Multiple Temperature-Sensing Behavior of Green and Red Upconversion Emissions from Stark Sublevels of Er(3+)

Upconversion luminescence properties from the emissions of Stark sublevels of Er(3+) were investigated in Er(3+)-Yb(3+)-Mo(6+)-codoped TiO(2) phosphors in this study. According to the energy levels split from Er(3+), green and red emissions from the transitions of four coupled energy levels, (2)H(11/2(I))/(2)H(11/2(II)), (4)S(3/2(I))/(4)S(3/2(II)), (4)F(9/2(I))/(4)F(9/2(II)), and (2)H(11/2(I)) + (2)H(11/2(II))/(4)S(3/2(I)) + (4)S(3/2(II)), were observed under 976 nm laser diode excitation. By utilizing the fluorescence intensity ratio (FIR) technique, temperature-dependent upconversion emissions from these four coupled energy levels were analyzed at length.
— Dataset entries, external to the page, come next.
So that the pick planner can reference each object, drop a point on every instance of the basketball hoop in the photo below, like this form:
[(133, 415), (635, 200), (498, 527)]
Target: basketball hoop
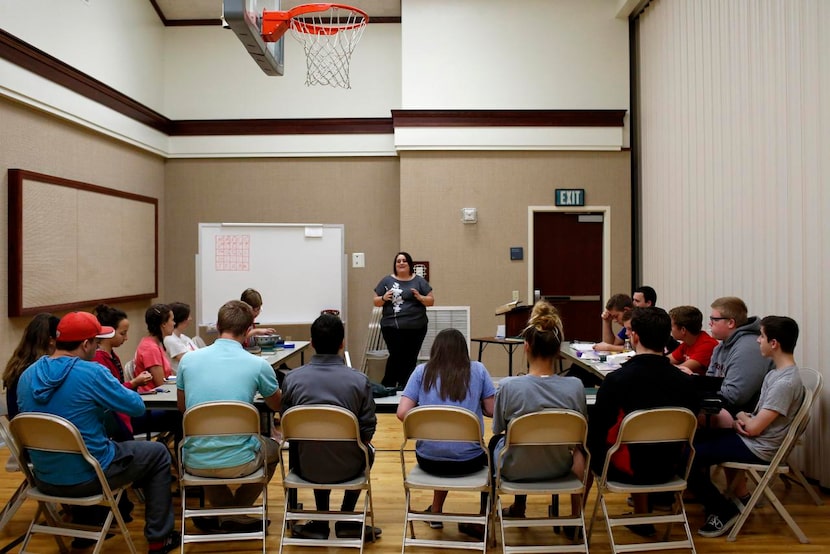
[(328, 33)]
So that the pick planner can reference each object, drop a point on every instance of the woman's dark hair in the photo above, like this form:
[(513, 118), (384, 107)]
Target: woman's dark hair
[(408, 261), (154, 317), (109, 316), (449, 360), (543, 333), (252, 298), (181, 312), (33, 344)]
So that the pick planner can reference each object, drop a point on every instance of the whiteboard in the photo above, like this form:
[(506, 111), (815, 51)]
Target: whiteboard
[(300, 269)]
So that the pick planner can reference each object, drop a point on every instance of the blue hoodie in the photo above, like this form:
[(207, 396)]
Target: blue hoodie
[(82, 392)]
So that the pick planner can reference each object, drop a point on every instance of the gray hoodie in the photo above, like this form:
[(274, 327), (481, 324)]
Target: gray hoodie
[(738, 360)]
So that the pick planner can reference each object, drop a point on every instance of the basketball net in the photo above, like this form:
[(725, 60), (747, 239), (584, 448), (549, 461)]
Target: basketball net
[(328, 33)]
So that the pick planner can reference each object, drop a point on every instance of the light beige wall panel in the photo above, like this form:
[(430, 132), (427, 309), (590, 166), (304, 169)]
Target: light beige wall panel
[(470, 264), (361, 193), (39, 142)]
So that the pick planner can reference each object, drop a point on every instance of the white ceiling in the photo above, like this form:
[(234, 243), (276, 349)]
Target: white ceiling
[(212, 9)]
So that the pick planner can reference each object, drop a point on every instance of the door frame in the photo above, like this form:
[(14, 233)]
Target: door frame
[(606, 243)]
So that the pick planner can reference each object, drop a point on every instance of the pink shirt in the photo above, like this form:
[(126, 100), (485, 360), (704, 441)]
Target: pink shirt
[(148, 354)]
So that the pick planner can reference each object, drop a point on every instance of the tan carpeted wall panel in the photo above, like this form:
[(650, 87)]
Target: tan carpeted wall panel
[(36, 141), (470, 264), (361, 193)]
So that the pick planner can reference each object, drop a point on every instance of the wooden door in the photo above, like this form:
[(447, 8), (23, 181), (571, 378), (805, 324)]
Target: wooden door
[(567, 268)]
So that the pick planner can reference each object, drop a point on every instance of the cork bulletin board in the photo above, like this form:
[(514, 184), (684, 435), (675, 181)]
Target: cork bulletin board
[(74, 244)]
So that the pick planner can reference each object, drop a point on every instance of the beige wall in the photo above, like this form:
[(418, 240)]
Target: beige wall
[(38, 142), (361, 193), (470, 264)]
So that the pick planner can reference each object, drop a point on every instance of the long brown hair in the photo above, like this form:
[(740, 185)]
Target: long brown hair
[(34, 343), (449, 359), (543, 333)]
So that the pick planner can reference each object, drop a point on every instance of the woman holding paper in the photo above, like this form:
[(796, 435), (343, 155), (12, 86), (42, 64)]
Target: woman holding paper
[(404, 297)]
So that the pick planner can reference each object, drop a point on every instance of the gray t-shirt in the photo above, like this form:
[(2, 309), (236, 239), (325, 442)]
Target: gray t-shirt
[(517, 396), (404, 311), (781, 392)]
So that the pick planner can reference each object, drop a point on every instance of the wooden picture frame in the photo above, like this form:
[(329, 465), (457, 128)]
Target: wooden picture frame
[(73, 244)]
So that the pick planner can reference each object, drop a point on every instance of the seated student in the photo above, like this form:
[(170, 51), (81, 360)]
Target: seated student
[(540, 389), (449, 378), (648, 380), (222, 372), (694, 353), (616, 306), (326, 379), (736, 359), (177, 344), (754, 437), (644, 297), (254, 300)]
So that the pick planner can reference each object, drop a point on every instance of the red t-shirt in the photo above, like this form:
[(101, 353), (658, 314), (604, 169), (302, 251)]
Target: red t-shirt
[(700, 351)]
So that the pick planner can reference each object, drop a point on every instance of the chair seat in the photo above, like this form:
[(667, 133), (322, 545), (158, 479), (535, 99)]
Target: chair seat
[(189, 480), (293, 480), (39, 496), (568, 484), (676, 484), (419, 478)]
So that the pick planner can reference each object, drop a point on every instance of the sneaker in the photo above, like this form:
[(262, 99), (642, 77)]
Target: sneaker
[(168, 544), (434, 524), (351, 530), (475, 530), (315, 530), (717, 525)]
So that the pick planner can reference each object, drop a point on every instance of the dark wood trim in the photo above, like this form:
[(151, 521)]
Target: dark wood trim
[(15, 242), (508, 118), (42, 64), (321, 126)]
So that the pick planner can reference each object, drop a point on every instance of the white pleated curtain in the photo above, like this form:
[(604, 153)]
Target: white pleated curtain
[(734, 116)]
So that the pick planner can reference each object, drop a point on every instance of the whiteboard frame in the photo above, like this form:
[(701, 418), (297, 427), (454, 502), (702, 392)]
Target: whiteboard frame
[(200, 317)]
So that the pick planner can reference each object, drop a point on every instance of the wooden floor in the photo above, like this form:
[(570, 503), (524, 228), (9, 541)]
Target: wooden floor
[(765, 532)]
The optical temperature-sensing behaviors of sensing sensitivity, measurement error, and operating temperature for the four coupled energy levels are discussed, all of which are closely related to the energy gap of the coupled energy levels, FIR value, and luminescence intensity. Experimental results suggest that Er(3+)-Yb(3+)-Mo(6+)-codoped TiO(2) phosphor with four pairs of energy levels coupled by Stark sublevels provides a new and effective route to realize multiple optical temperature-sensing through a wide range of temperatures in an independent system.